‘A Christmas Carol’ offered a wonderful evening

Until Sunday night, I had never heard the words of “A Christmas Carol” by Charles Dickens. Written in 1843, the tale has become a classic.
My family used to have various traditions leading up to Christmas: the putting up of the outdoor lights, the raising of the Christmas tree, gathering in the kitchen as a family to make Christmas cookies and cakes, and the playing of Christmas music in the house during the weeks leading up to Dec. 25.
Our family always seemed to find time to do those special things together at Christmas. With the boys now gone, some of the traditions have fallen away.
We would have movie nights and play the movie of “Miracle on 42nd Street.” We watched Jimmy Stewart in “It’s a Wonderful Life” and several other traditional Christmas movies.
As a family, we watched the Alistair Sim classic on television several times. In black and white, it is a somber, sober look at the failings of Scrooge.
I’m not sure my sons really enjoyed the classic. Yet the end is bright and hopeful. The movie continues to be trotted out Christmas after Christmas as a special. It fills the traditions of Christmas movies.
Through the course of television, many variations of them have been played. Homer Simpson, through channel surfing, met the ghosts of Christmas Past, Present, and Future.

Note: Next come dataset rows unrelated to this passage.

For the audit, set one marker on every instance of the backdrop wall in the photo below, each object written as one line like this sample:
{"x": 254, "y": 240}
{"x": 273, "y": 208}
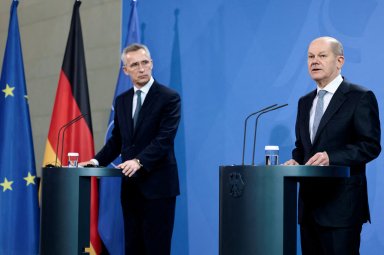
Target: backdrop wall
{"x": 235, "y": 57}
{"x": 227, "y": 59}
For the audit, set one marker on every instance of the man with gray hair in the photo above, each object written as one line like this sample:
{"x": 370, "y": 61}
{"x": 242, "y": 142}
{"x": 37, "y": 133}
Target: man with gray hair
{"x": 146, "y": 121}
{"x": 337, "y": 124}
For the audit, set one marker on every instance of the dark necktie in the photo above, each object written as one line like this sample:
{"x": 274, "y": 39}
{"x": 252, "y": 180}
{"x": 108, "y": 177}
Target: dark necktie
{"x": 318, "y": 112}
{"x": 138, "y": 107}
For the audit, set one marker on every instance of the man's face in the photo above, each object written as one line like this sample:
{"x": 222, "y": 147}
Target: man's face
{"x": 323, "y": 64}
{"x": 139, "y": 67}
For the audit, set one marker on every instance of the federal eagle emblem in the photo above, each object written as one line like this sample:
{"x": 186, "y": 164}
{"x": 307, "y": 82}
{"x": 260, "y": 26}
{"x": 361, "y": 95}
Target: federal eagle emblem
{"x": 236, "y": 184}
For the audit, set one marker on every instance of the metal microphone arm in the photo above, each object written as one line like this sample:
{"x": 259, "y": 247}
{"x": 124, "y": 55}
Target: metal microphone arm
{"x": 245, "y": 127}
{"x": 257, "y": 119}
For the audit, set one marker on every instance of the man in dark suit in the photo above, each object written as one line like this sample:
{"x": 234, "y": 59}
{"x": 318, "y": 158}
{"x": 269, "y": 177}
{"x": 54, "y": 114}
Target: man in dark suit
{"x": 146, "y": 121}
{"x": 337, "y": 124}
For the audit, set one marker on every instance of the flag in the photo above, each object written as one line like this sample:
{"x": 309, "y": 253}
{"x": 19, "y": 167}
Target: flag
{"x": 111, "y": 224}
{"x": 19, "y": 211}
{"x": 72, "y": 100}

Alex Keaton, played by Michael J. Fox on “Family Ties,” met the ghost of Christmas past, his youngest sister, and then the ghost of Christmas future played by his younger sister who shows him how the family, except for him, has fallen on hard times.
He wakes and then rushes out to buy presents.
I had never stopped to read the carol as was presented by Dickens. Yet Sunday evening, I sat spellbound listening intently on the hard pews of Knox United Church while five readers presented a shortened version.
Focusing on every word, the story seemed much more real than the movie or the any of the television imitations.
The dimmed lights of the church created a wonderful setting. The Knox choir sang prior to each chapter of the story while the Rainy Lake Ringers provided a selection of traditional Christmas carols to beginning the evening and again at intermission.
Listening to each reader, I was moved by the care and inflections of their voices in telling the story. Each brought something unique to the telling and, through the variations of their voices, one was granted the vision of their own imagination painting the scenes of the various ghosts and settings.
Hurrying through the days leading to Christmas, it felt really relaxing to sit there and listen as Val Martindale, Mark Kowalchuk, Ruth Caldwell, Brian Hagarty, and Terry MacLeod (from CBC Winnipeg) read the five chapters of the story.
It was a wonderful evening of entertainment culminating in everyone singing “We Wish You a Merry Christmas.”
The Voyageur Lions Club and CBC Radio are to be commended for bringing the reading to Fort Frances for a second year. Let’s hope it becomes a permanent tradition in our community.